Figure 4.

EPF phylogeny of stomata- and non-stomata-bearing land plants and a model for stomatal development in the ancestor of stomata-bearing land plants. A, Phylogeny of EPF peptide sequences across the land plant kingdom. Stomatal and putative stomatal genes or closest equivalents in the liverwort M. polymorpha (yellow), the mosses S. fallax (orange) and P. patens (light blue), the hornwort A. punctatus (green), and the angiosperm Arabidopsis (dark blue) are marked to illustrate in which of these taxa the EPF stomatal patterning gene may be present.
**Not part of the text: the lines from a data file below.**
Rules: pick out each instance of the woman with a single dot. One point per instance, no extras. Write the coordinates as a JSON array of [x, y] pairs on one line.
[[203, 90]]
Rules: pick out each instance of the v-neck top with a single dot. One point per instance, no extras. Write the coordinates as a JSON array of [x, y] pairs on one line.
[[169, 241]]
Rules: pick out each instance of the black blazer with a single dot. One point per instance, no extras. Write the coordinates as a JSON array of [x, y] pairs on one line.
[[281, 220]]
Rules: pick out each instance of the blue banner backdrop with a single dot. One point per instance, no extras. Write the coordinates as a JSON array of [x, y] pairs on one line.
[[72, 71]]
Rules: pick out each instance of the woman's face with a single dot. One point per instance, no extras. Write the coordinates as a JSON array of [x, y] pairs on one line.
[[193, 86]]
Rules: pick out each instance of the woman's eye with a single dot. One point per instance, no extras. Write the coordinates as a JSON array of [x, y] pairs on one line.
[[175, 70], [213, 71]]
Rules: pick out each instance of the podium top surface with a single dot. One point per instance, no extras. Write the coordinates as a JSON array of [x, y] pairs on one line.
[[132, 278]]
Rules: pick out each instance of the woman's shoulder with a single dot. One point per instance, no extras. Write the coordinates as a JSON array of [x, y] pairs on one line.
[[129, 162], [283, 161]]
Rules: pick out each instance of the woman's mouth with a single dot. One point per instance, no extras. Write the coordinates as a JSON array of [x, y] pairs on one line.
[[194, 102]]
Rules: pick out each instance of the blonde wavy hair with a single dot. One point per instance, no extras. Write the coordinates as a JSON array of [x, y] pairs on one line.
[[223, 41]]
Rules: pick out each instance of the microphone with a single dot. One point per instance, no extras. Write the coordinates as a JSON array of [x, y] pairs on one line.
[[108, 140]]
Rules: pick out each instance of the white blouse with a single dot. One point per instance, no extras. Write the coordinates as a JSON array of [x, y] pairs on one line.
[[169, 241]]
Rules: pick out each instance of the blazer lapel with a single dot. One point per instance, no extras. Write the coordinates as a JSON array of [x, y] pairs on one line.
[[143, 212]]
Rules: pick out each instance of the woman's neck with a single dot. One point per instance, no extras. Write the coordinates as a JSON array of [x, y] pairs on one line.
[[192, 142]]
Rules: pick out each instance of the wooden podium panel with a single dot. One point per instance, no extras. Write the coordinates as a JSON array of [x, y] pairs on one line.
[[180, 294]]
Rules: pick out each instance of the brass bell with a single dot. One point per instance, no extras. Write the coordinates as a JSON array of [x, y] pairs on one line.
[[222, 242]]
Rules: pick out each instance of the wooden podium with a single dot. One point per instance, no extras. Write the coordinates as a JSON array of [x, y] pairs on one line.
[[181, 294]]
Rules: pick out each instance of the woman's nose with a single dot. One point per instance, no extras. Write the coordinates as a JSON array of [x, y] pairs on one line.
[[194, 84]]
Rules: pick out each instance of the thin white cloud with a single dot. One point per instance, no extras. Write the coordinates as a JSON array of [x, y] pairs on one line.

Starred genes (*) have not had their functions experimentally determined. The majority of sequences used to construct the phylogeny were obtained by BLAST comparison of the PpEPF1 amino acid sequence against the genomes of Mapoly, M. polymorpha; Sphfalx, S. fallax; Pp, P. patens; Sm, S. moellendorffii; Atr, Amborella trichopoda; Bradi, Brachypodium distachyon; and AT, Arabidopsis. Additional P. patens genes with more limited homology were added based on Caine et al. (2016). For simplicity, non-stomata-associated EPFs from vascular land plants have been omitted from the tree. The A. punctatus ApEPF1 partial sequence is based on Szövényi et al. (2015). Alignment and phylogenetic trees were prepared as described for Figure 2. Arabidopsis EPFL1-6 and 8-9 are included to highlight sequence relationships identified in (Caine et al., 2016). B, A model for stomatal development on the sporophyte of early evolving plants. Stomata precursors may have been specified via activity of an ancestral SMF-SCRM heterodimer. To ensure appropriate spacing of GMCs, cell signaling occurred via an ancestral patterning module (EPF, TMM, and ERECTA), followed by a final symmetric division leading to the formation of mature stomata.